Gerald Lee Wasko founded his G.L. Wasko & Sons trucking business around 1977, and the owner-operator’s first truck was a Detroit V12-powered 1975 White Freightliner Powerliner cabover, “Dirty Dozen.”
After a long search and some wheeling and dealing, followed by a five-year restoration process that was completed in 2011, the truck is now also a champion, being crowned this fall by Overdrive readers as the 2022 Overdrive’s Pride & Polish winner in the Antique category.
Bridgman, Michigan-based Wasko was the second owner of the rig back then. The original owner got cancer and sold it to Wasko, but after being involved in a crash in 1979, Wasko had to sell the truck to keep his business going.
“We took it to Hill Truck Sales [now Truck Centers, Inc.] in South Bend, Indiana,” said Gerald’s son, Gary, who now runs the 12-truck Wasko business. The shop told Gerald that because the truck was a Powerliner, and only around 500 were made between 1971 and 1979, the parts to repair the truck were not readily available and would have to be made, putting the repair time around six to eight months.
With four children at home and the truck being his only source of income, he couldn’t wait for it to be repaired, so he sold it to Hill and bought another truck the next week.
As time went on, Gerald’s children grew up and got into the business, from driving to now running the company.
“Me and my brother and sister run the office,” Gary said. “[The company] just got bigger. As time went on, I rebuilt some tractors, and I told my brother we need that old truck back. It’s unique. There were only so many made.”

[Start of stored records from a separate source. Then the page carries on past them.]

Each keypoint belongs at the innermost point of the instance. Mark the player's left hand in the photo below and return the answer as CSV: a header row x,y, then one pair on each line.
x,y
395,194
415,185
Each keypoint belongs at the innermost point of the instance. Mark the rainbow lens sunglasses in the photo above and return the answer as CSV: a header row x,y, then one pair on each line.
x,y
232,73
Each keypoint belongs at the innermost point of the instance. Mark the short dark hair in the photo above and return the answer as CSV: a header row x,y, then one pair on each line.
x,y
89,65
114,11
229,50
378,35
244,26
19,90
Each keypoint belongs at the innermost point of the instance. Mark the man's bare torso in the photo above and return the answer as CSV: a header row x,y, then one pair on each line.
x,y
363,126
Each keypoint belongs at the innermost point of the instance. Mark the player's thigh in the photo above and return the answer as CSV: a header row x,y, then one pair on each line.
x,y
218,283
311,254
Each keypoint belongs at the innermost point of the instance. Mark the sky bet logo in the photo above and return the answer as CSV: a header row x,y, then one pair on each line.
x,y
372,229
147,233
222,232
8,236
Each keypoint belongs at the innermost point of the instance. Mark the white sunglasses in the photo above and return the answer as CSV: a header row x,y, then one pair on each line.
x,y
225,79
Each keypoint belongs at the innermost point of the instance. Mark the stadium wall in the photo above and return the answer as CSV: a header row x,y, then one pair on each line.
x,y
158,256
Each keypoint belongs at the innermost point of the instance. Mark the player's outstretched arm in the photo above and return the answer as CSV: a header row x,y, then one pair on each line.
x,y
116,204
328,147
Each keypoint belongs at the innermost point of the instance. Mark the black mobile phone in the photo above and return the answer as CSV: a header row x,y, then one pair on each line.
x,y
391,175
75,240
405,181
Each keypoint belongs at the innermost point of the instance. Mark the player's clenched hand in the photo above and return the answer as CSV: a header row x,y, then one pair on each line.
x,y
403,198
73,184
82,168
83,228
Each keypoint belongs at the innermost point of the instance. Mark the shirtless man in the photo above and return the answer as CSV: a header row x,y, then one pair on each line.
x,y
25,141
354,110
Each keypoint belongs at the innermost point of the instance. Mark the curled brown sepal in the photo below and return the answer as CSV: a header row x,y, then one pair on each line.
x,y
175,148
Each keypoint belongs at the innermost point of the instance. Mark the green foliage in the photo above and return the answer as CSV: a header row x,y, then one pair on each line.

After some searching, including making flyers to post around the Bridgman area around the late-90s, Gary eventually located the truck at the Belle Way Trucks repair shop in South Bend. It had a different paint scheme, but it was the same truck. A deal couldn’t be reached back then, and the truck was once again lost.
Some years later, after seeing the truck running locally along U.S. 12, Gary again got the itch to find and attempt to buy the rig. He knew a farmer owned it, so he got flyers out to the granaries in the area.

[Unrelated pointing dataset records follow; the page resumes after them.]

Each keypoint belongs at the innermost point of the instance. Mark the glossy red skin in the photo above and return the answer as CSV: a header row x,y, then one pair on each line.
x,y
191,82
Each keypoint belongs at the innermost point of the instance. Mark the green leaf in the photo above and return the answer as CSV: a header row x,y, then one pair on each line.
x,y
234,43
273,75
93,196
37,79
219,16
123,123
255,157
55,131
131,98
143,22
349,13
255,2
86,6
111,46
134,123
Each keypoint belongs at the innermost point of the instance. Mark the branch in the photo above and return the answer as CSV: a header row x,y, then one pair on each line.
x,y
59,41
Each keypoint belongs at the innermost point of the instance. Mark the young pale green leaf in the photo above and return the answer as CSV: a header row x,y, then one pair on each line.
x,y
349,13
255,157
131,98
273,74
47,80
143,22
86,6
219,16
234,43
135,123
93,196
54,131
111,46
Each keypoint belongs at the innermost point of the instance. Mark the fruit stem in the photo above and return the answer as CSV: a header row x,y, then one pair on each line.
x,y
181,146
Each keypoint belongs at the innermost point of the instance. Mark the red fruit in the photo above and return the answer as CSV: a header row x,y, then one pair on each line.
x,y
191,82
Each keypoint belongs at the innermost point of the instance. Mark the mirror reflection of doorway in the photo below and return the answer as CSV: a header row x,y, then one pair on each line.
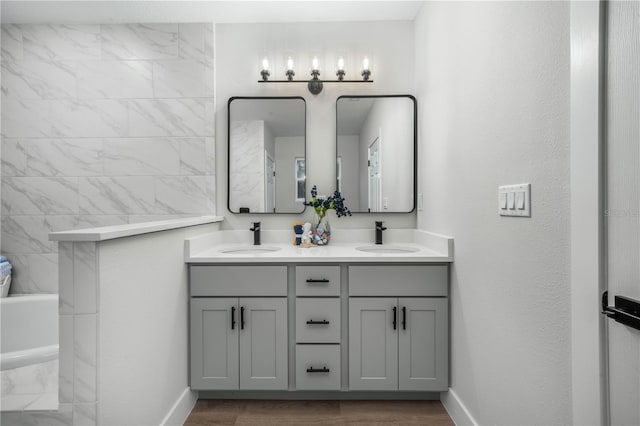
x,y
270,183
375,192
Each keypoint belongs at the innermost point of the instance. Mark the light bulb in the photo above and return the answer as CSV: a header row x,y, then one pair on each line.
x,y
365,63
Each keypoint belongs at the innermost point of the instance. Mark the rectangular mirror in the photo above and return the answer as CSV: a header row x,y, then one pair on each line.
x,y
267,146
376,152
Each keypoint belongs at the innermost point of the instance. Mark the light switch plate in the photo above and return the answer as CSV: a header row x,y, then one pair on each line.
x,y
518,200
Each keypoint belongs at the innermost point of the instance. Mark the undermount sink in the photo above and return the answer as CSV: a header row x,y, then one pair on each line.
x,y
250,250
388,249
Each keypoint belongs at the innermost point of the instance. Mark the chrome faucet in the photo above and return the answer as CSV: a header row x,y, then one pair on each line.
x,y
379,229
256,233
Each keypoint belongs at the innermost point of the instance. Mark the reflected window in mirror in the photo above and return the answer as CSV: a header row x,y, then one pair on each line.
x,y
376,152
266,136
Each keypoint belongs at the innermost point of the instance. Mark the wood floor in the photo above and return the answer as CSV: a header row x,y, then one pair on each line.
x,y
277,413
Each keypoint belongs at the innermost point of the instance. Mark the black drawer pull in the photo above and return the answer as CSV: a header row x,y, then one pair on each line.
x,y
395,317
318,370
233,317
323,322
404,317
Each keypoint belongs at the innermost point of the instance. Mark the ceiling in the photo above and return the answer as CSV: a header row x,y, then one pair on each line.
x,y
239,11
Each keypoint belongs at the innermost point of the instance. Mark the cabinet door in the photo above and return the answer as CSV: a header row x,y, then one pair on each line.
x,y
423,344
214,343
373,344
263,343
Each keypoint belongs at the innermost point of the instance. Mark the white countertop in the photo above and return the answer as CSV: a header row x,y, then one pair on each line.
x,y
430,248
118,231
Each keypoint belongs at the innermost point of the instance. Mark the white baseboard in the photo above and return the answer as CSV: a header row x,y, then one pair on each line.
x,y
456,409
181,409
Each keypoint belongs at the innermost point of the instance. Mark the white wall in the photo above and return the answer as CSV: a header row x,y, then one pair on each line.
x,y
239,52
143,328
392,121
287,150
494,93
247,157
348,149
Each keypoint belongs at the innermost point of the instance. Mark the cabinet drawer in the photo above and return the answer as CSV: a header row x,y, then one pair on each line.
x,y
318,281
312,363
398,280
325,315
239,280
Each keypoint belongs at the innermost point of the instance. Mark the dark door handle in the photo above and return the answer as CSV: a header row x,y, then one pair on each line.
x,y
404,317
323,322
242,318
395,315
625,310
318,370
233,317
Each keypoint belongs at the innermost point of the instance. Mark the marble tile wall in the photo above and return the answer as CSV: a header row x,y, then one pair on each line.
x,y
30,388
101,125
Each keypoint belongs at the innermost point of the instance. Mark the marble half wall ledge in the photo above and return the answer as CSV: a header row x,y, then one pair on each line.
x,y
128,230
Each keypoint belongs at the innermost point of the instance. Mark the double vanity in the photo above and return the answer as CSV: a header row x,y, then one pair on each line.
x,y
350,316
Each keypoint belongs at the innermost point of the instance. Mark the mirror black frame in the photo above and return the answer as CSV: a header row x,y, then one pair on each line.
x,y
415,145
231,99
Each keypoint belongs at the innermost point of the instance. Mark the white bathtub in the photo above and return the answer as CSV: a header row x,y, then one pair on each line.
x,y
29,330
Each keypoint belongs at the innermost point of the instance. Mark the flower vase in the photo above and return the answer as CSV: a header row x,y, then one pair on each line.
x,y
321,232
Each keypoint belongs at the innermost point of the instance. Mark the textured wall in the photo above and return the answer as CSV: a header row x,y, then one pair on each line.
x,y
101,125
494,110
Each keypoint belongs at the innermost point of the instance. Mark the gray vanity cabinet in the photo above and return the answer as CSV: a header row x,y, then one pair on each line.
x,y
253,325
239,342
398,343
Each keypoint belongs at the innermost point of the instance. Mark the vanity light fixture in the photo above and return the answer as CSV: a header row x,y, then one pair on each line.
x,y
315,85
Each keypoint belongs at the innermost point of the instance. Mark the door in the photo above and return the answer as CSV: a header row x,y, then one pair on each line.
x,y
375,184
263,343
269,183
214,343
373,344
423,345
623,204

“Lo and behold… we ended up getting ahold of this truck, and the guy who owned it blew [the engine],” Gary said. “It was sitting at this Belle Way garage again, blown up.”

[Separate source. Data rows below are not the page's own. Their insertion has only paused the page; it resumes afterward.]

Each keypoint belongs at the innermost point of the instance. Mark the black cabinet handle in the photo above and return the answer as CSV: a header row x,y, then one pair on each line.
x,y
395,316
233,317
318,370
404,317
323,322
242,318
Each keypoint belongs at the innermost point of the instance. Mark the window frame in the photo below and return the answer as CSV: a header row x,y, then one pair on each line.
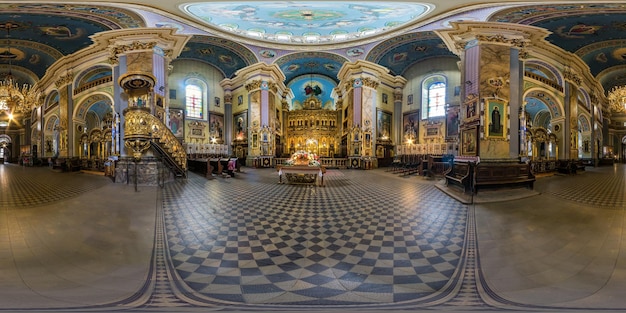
x,y
202,91
427,84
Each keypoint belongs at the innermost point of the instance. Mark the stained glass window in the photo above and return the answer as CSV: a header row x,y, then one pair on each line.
x,y
193,101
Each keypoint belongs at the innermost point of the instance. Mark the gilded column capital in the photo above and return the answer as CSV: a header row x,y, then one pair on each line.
x,y
115,51
369,82
253,85
572,75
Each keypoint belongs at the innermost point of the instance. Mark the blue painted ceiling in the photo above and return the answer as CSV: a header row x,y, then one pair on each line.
x,y
42,33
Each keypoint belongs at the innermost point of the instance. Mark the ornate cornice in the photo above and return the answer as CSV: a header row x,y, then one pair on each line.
x,y
369,82
502,39
254,85
571,75
64,80
115,51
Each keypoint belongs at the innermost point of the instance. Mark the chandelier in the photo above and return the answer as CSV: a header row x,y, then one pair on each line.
x,y
14,99
617,99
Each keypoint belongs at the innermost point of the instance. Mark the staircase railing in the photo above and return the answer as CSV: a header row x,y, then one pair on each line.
x,y
143,130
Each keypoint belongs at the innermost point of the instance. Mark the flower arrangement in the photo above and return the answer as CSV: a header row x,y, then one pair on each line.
x,y
302,157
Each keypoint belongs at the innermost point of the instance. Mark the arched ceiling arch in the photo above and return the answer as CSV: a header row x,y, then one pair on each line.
x,y
308,63
40,34
226,55
398,53
313,22
595,32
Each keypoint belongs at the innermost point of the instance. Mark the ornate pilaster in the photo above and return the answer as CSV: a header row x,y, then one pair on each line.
x,y
259,91
368,89
493,57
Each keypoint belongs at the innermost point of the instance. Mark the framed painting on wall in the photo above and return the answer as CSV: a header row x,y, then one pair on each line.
x,y
452,122
240,124
176,122
383,122
216,127
471,109
495,119
410,126
469,141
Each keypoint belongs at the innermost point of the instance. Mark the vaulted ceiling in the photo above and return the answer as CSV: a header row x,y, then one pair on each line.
x,y
305,38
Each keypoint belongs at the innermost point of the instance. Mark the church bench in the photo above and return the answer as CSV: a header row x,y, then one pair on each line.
x,y
493,175
459,175
570,166
74,164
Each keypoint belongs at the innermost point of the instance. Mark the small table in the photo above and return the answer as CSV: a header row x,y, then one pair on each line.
x,y
301,174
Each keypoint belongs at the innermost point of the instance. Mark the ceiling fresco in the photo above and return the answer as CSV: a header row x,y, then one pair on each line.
x,y
298,87
36,36
228,56
594,32
307,63
398,53
306,22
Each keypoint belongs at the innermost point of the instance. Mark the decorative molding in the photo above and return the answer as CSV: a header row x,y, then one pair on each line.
x,y
64,80
253,85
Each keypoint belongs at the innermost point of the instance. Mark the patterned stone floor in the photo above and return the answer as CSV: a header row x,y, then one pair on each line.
x,y
367,240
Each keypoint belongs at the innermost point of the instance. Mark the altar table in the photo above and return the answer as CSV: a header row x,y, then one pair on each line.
x,y
301,174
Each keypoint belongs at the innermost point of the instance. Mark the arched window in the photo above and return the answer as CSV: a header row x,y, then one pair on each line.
x,y
194,100
434,97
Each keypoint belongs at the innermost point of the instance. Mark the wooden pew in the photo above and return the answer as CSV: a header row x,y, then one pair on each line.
x,y
493,175
460,174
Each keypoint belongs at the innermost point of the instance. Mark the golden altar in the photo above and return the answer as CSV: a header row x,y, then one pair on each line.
x,y
301,174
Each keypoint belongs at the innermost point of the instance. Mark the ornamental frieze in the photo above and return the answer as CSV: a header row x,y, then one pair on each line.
x,y
368,82
64,80
253,85
135,46
515,42
572,76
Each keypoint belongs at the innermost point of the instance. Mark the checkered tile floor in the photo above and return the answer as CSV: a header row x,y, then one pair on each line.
x,y
255,241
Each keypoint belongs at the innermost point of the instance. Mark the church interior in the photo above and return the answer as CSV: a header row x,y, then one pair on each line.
x,y
297,156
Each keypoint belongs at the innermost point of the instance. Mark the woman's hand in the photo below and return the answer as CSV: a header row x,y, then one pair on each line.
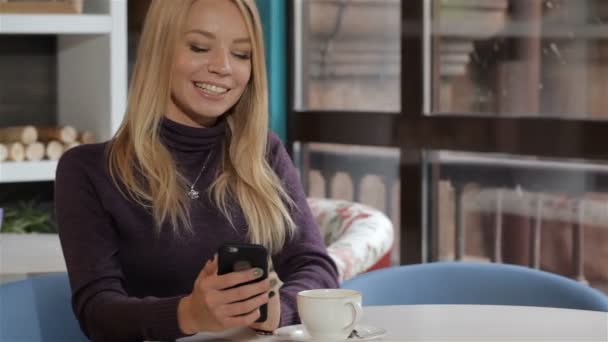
x,y
274,306
212,306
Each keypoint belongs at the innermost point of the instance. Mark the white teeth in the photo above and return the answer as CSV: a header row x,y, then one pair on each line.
x,y
210,87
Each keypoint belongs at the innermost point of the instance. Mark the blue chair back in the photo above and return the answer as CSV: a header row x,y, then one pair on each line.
x,y
38,309
474,283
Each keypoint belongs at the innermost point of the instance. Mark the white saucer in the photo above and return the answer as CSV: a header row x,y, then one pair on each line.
x,y
299,333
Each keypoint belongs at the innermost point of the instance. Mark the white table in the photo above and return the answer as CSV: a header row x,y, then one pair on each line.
x,y
466,322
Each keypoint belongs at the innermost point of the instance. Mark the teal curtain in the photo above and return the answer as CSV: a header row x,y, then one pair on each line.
x,y
273,13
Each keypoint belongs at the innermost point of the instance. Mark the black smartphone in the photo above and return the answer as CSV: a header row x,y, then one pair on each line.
x,y
234,257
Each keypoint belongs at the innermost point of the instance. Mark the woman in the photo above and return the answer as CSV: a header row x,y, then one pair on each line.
x,y
192,167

It sat there for about four years before the owner at the time told them to get an engine in it to get it back to him.
“He had it back, and I found it in his yard,” Gary said. “I went and looked at it and knew it was ours. We had put some special lights under the dash, and they were still there. I talked to this guy about trying to buy it, and he wouldn’t talk.”
Finally, in 2006 after two to three years of talking and finding people who knew the owner, Gerald and a friend went and talked to the owner. Finally, he agreed to sell it, making the Waskos the second and now fifth owners of the rig.
“Once I had power, then I started tearing it apart,” Gary added.
He cut the frame and stretched it, using the frame from a wrecked 1996 conventional Freightliner that he had on his yard. “I cut the frame on that, kept the tandem, and welded the frame together. So, I had a new, up-to-date suspension.”
The biggest mechanical upgrade came when the team swapped the steering to rack-and-pinion. Gary also upgraded the transmission to a newer box to be smoother and quieter.
The newer engine that was in the truck when the Waskos bought it, while still a Detroit V12, was a twin turbo rather than the original air-aspirated engine. “When this guy blew it up, he bought one that was a twin turbo,” Gary said. “It’s got more power than it had originally.”
Gary said the original engine put out about 475 horsepower. This one, Detroit told him, pushes around 600.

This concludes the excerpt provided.